Decoding Latent Spaces: Assessing the Interpretability of Time Series Foundation Models for Visual Analytics
This work addresses the challenge of interpreting latent spaces in time series foundation models for researchers and practitioners in visual analytics, though it is incremental as it highlights limitations and suggests future improvements.
The study assessed the interpretability of latent spaces in time series foundation models like MOMENT for visual analytics, finding that fine-tuning improved performance with loss reduction but did not significantly enhance embedding interpretability, requiring further methodological refinements.
The present study explores the interpretability of latent spaces produced by time series foundation models, focusing on their potential for visual analysis tasks.

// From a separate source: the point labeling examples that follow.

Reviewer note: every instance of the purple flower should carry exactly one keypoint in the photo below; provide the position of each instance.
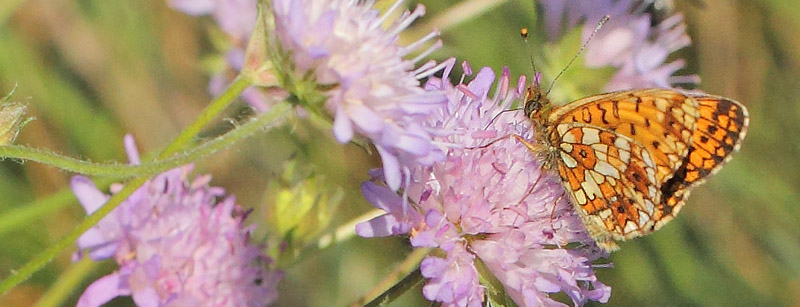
(371, 89)
(628, 41)
(175, 245)
(489, 200)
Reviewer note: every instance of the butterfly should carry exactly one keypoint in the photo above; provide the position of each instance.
(629, 159)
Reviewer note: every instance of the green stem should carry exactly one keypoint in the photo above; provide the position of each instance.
(24, 215)
(67, 282)
(184, 139)
(209, 113)
(410, 281)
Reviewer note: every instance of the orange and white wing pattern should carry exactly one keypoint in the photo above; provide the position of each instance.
(630, 158)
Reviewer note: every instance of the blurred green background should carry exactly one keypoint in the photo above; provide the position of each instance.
(92, 70)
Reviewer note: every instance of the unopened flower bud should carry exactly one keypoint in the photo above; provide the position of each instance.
(11, 121)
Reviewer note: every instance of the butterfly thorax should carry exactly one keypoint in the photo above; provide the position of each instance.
(537, 108)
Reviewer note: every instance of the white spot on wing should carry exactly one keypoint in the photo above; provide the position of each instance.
(580, 197)
(590, 136)
(622, 144)
(607, 169)
(568, 160)
(590, 187)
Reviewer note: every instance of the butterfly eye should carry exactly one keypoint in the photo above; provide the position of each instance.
(533, 105)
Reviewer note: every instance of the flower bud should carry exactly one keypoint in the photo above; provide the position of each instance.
(11, 121)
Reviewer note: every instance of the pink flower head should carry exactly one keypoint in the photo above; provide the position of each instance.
(175, 245)
(628, 41)
(373, 91)
(489, 200)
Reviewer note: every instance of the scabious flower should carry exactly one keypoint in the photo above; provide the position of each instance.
(372, 90)
(488, 201)
(629, 41)
(175, 244)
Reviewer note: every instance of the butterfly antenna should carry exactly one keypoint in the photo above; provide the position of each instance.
(524, 33)
(586, 43)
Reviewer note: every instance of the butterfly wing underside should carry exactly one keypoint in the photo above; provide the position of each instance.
(630, 158)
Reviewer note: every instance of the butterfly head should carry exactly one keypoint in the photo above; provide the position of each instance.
(535, 100)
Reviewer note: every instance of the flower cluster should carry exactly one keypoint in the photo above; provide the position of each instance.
(629, 41)
(373, 90)
(489, 201)
(175, 245)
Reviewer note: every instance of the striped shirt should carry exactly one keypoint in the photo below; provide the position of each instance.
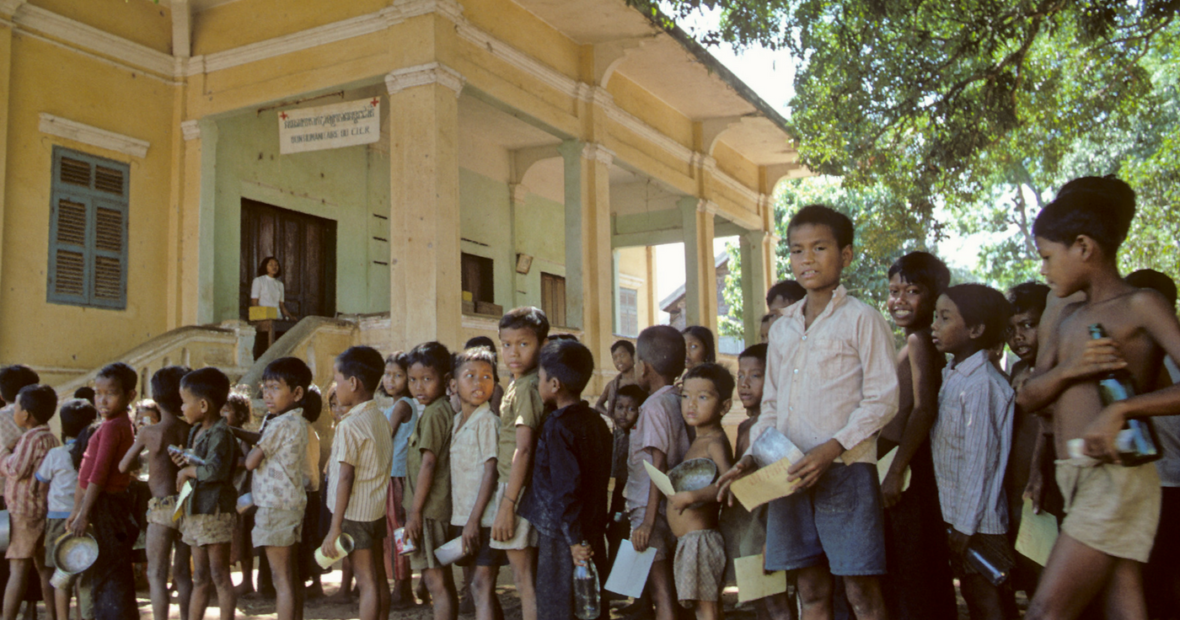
(364, 439)
(970, 442)
(836, 379)
(26, 495)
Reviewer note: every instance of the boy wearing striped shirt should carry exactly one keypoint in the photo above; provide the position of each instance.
(359, 476)
(971, 438)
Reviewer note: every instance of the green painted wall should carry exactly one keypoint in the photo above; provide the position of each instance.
(346, 184)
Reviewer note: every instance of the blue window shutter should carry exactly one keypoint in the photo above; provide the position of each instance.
(89, 230)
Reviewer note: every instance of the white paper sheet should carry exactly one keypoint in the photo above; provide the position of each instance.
(630, 570)
(886, 462)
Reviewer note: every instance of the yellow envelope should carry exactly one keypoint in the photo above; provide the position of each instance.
(1037, 534)
(887, 462)
(764, 485)
(660, 480)
(753, 582)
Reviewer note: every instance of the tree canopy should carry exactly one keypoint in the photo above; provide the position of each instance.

Specifically, we evaluate the MOMENT family of models, a set of transformer-based, pre-trained architectures for multivariate time series tasks such as: imputation, prediction, classification, and anomaly detection. We evaluate the capacity of these models on five datasets to capture the underlying structures in time series data within their latent space projection and validate whether fine tuning improves the clarity of the resulting embedding spaces. Notable performance improvements in terms of loss reduction were observed after fine tuning. Visual analysis shows limited improvement in the interpretability of the embeddings, requiring further work. Results suggest that, although Time Series Foundation Models such as MOMENT are robust, their latent spaces may require additional methodological refinements to be adequately interpreted, such as alternative projection techniques, loss functions, or data preprocessing strategies. Despite the limitations of MOMENT, foundation models supose a big reduction in execution time and so a great advance for interactive visual analytics.